Y, por si la pérdida de Pierre no fuera suficiente, al poco tiempo murió su suegro y se quedó completamente sola al cuidado de sus dos hijas y al mando del laboratorio. Fue ahí cuando comenzó su calvario. La sociedad francesa acababa de aceptarla y se la criticó por ser mujer, extranjera y atea, sufriendo además el escarnio de la comunidad científica masculina de la época. Ella resistió y continuó trabajando por el avance de la ciencia. Los franceses tampoco le perdonaron su relación, tiempo después de la muerte de Pierre, con un discípulo de su marido, el físico francés Paul Langevin, casado y con hijos.
Tras conseguir en 1910 aislar un gramo de radio puro, Marie recibió su segundo Premio Nobel (1911), esta vez en Química, por el descubrimiento de los elementos radio y polonio, el aislamiento del radio y el estudio de la naturaleza y compuestos de este elemento. El galardón la ayudó a limpiar su buen nombre científico y contribuyó a que en la mayoría de países europeos se empezaran a crear institutos del radio, vista su utilidad en la curación del cáncer.
La propia Marie aceptó la dirección honoraria del que se inauguró en Varsovia en 1913 y en julio del siguiente año se ocupó tanto de la sección dedicada a la investigación médica, como de otra reservada a la física y la química del recién construido Instituto del Radio en París, consagrado al estudio de la radiactividad.
Irene, la heredera de su legado
Durante la Primera Guerra Mundial, demostrando que en su interior no albergaba ningún rencor, sirvió fielmente a Francia cediendo todo el uranio del que disponía. Gracias a donaciones privadas, creó las Petit Curie, unidades móviles para hacer radiografías en campaña con las que podían descubrirse balas y fragmentos de metralla en los heridos y que formaban a médicos para que pudieran hacerlo correctamente.
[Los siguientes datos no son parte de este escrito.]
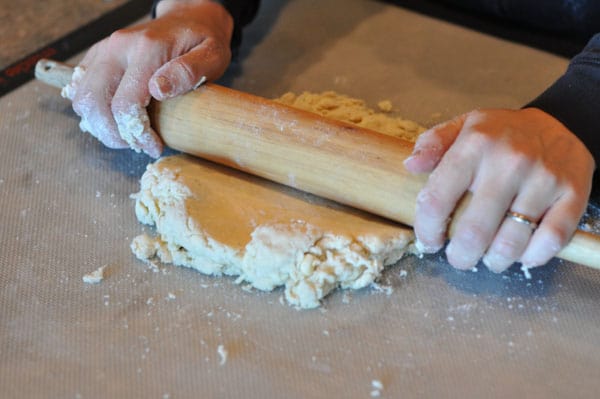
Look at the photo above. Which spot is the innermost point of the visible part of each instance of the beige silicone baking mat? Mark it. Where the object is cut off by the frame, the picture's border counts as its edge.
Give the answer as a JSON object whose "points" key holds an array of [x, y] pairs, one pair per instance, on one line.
{"points": [[427, 331]]}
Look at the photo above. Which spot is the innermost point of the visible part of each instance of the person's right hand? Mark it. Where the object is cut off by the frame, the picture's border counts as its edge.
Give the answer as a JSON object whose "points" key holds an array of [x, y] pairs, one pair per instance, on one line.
{"points": [[187, 44]]}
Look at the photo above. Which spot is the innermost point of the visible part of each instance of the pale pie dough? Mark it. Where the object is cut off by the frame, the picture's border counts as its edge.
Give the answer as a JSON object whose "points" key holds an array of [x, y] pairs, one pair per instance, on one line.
{"points": [[220, 221]]}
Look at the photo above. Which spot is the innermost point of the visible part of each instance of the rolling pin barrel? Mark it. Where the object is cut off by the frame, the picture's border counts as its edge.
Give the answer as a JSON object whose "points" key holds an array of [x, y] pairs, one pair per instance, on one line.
{"points": [[334, 160]]}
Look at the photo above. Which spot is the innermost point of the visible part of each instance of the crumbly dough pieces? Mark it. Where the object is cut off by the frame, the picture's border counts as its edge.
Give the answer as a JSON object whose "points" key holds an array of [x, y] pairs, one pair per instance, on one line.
{"points": [[220, 221]]}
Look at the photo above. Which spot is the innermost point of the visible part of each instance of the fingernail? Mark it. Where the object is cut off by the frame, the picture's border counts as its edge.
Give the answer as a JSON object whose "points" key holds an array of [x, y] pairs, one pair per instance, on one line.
{"points": [[200, 82], [425, 249]]}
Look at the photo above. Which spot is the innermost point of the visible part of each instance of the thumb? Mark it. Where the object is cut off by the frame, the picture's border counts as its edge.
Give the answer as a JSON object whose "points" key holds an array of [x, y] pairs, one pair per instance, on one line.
{"points": [[432, 144], [205, 62]]}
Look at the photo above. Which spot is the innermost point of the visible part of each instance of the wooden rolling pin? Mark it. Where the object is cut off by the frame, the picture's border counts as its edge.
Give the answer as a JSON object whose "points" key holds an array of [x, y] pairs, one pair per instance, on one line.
{"points": [[331, 159]]}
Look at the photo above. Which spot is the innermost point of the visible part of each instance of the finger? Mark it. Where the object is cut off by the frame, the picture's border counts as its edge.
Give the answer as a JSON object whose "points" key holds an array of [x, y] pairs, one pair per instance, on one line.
{"points": [[476, 228], [92, 102], [535, 196], [438, 199], [555, 230], [206, 61], [431, 146], [129, 110]]}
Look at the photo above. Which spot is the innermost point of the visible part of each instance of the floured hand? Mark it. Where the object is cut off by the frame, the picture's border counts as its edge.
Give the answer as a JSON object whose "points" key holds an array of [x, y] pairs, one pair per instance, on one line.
{"points": [[522, 161], [187, 44]]}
Para ello contó con una ayuda muy especial, su hija Irene, que estudió Física y Química durante la guerra y trabajó como asistente de radiografía de varios hospitales, además de ayudar a su madre en el laboratorio, de aprender de ella. Cuando Marie enfermó de leucemia, producida por la sobre exposición al uranio, Irene se ocupó de cuidarla hasta su fallecimiento, el 4 de julio de 1934. Fue enterrada junto a su marido en el cementerio de Sceaux, pocos kilómetros al sur de París, aunque en 1995, sus restos fueron trasladados, junto con los de Pierre, al Panteón de París.
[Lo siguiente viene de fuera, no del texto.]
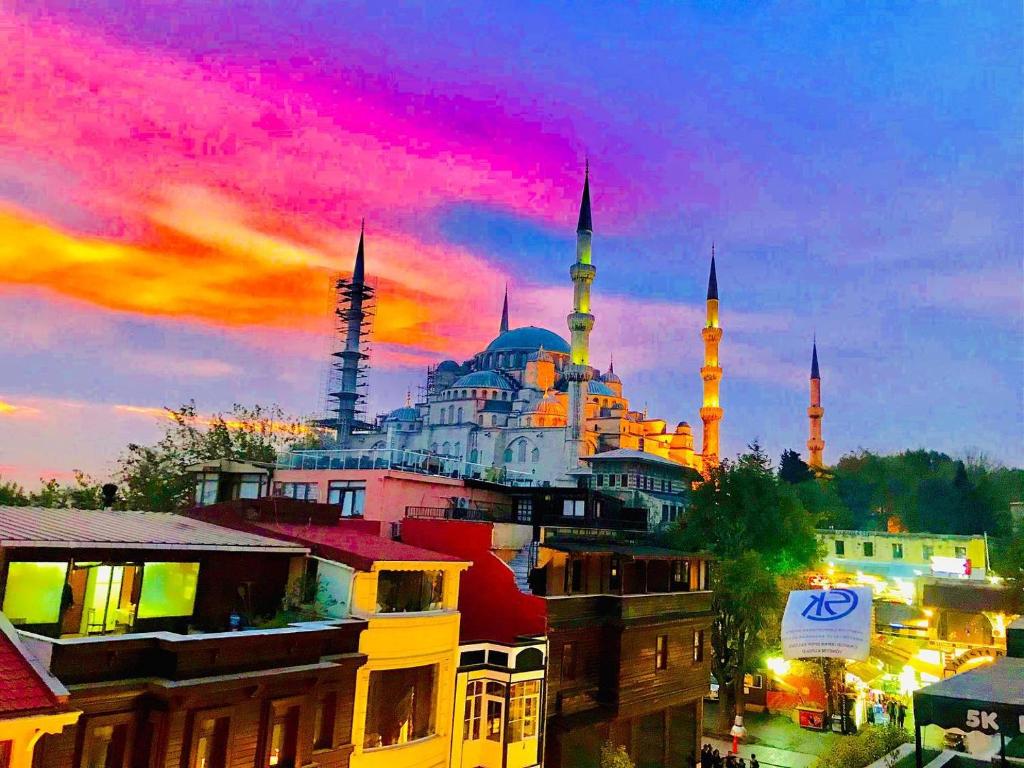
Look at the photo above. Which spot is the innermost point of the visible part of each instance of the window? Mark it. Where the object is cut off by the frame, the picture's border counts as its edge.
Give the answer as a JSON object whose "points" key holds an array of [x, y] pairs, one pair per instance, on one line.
{"points": [[400, 706], [573, 507], [524, 510], [283, 747], [108, 742], [350, 496], [568, 662], [409, 591], [168, 589], [304, 492], [474, 710], [524, 706], [662, 652], [34, 592], [327, 711], [210, 738], [206, 488]]}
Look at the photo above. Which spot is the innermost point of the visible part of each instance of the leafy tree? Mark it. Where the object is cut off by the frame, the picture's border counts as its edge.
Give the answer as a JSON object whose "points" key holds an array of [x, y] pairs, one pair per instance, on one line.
{"points": [[156, 477], [11, 494], [793, 469], [761, 532]]}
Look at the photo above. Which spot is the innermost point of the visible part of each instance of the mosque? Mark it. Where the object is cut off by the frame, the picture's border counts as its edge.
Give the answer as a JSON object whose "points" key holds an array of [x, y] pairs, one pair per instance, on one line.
{"points": [[529, 401]]}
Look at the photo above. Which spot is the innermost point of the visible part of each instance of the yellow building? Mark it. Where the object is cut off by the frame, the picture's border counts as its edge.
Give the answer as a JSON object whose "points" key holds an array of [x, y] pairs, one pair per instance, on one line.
{"points": [[404, 692], [32, 701]]}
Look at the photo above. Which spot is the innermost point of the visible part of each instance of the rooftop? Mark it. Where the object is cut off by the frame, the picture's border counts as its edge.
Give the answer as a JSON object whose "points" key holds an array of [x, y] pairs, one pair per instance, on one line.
{"points": [[352, 548], [99, 528], [25, 687]]}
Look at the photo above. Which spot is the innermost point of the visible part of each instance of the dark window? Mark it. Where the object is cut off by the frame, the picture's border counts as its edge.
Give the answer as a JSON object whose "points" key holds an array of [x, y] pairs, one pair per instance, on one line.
{"points": [[327, 709], [568, 662], [284, 736], [400, 706], [662, 652], [408, 591], [107, 744], [210, 738]]}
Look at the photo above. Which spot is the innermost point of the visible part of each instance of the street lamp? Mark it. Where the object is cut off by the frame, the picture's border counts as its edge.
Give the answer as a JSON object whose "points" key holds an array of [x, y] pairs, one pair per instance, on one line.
{"points": [[737, 732]]}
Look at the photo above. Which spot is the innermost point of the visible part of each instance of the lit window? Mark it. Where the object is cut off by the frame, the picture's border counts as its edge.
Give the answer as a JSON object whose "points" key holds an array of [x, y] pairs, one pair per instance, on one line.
{"points": [[662, 652], [524, 706], [400, 706]]}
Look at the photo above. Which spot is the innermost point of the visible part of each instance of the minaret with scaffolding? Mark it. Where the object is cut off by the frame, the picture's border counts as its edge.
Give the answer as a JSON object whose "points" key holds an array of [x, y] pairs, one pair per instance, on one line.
{"points": [[346, 388]]}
Su legado lo continuó su hija Irene que, al igual que su madre, encontró el amor en el laboratorio. Junto a su marido, Frédéric Joliot, realizó las investigaciones que les llevaría, a ellos también, a ser premiados con un Nobel de Química en 1935, por sus trabajos en las reacciones en cadena y en los requisitos para la construcción de un reactor nuclear, que utilizara la fisión nuclear controlada para generar energía mediante el uso de uranio y agua pesada.
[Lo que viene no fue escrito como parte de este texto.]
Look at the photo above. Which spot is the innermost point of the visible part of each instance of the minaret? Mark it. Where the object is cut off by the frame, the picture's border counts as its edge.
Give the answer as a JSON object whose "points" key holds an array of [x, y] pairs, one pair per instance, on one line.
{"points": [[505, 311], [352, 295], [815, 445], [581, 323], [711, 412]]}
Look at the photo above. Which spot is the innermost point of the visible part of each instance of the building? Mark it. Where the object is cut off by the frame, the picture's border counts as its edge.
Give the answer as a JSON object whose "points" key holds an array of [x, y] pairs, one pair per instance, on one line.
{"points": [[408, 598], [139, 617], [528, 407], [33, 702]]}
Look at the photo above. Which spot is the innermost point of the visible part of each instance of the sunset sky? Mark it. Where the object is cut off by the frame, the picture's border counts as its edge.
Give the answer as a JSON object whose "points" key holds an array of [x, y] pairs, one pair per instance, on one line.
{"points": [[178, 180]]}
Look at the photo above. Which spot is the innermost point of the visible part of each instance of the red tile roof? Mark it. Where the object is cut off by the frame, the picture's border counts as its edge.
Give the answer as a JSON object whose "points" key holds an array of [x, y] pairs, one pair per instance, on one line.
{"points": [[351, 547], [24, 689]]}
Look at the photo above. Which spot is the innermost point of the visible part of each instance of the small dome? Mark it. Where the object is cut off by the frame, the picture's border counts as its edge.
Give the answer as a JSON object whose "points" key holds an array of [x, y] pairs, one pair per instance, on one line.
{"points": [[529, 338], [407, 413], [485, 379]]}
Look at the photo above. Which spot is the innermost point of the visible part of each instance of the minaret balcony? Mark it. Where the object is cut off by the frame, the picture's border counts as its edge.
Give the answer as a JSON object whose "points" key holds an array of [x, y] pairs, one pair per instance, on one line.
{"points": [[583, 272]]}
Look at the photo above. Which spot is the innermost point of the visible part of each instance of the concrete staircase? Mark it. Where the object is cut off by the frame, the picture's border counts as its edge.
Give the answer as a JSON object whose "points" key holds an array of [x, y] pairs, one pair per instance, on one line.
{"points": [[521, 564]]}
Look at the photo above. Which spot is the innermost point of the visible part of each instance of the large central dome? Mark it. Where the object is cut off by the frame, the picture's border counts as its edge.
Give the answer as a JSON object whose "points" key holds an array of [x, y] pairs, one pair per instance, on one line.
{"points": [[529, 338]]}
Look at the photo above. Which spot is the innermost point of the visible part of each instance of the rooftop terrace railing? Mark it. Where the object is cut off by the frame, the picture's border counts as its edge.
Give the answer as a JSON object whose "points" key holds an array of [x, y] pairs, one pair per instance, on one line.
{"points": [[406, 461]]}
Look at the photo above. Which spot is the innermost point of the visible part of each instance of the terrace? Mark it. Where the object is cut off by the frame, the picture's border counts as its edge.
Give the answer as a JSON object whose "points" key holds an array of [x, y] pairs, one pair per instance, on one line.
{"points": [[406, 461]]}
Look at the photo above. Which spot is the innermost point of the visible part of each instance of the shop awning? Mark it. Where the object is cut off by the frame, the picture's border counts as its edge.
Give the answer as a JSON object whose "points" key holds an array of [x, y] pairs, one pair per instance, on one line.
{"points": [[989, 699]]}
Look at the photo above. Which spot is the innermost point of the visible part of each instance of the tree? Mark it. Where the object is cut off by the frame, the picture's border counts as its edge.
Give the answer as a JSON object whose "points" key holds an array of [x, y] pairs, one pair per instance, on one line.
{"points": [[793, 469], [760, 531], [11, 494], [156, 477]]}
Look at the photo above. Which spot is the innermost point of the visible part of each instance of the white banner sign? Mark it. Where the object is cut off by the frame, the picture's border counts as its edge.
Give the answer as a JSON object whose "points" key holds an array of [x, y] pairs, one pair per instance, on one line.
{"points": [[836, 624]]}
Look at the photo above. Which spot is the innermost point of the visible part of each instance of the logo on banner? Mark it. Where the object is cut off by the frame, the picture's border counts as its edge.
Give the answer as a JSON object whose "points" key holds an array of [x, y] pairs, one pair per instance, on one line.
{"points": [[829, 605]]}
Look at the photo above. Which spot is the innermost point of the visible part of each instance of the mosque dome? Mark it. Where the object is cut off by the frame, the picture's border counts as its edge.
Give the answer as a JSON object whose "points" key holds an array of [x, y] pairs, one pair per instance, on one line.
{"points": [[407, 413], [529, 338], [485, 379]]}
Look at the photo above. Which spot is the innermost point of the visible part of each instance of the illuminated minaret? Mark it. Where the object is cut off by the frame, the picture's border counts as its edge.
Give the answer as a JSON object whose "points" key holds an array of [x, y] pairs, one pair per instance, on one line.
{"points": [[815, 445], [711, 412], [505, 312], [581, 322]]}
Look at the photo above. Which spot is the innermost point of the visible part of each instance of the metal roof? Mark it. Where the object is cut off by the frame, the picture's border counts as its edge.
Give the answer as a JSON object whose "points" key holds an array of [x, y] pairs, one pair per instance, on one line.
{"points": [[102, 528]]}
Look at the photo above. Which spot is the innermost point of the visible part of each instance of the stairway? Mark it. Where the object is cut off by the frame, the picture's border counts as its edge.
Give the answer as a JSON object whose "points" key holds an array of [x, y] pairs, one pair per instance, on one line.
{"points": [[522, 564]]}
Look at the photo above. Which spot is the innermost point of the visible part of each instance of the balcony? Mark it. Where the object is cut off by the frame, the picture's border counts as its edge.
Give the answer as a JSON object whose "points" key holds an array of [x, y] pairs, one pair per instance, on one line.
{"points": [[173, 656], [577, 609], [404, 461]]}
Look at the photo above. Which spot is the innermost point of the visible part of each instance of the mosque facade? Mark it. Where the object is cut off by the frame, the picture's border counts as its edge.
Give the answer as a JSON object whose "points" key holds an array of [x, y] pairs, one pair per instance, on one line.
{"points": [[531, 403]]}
Es por todo ello que la humanidad tiene mucho que agradecerle a la familia Curie. No sólo por sus grandiosos descubrimientos, sino porque demostraron que el amor les hizo capaces de hacer grandes cosas juntos, sin anularse el uno al otro, complementándose, utilizando la pasión por la ciencia y por el trabajo constante para conseguir todos sus sueños. Le inculcaron además esta pasión a su hija Irene, que siguió sus pasos guiada por los valores que sus padres le habían enseñado. Valores como la generosidad que el propio Einstein, que conoció a Marie una vez terminada la guerra y mantuvo con ella una fructífera relación científica, reconoció afirmando: "Madame Curie es, de todos los personajes célebres, el único al que la gloria no ha corrompido".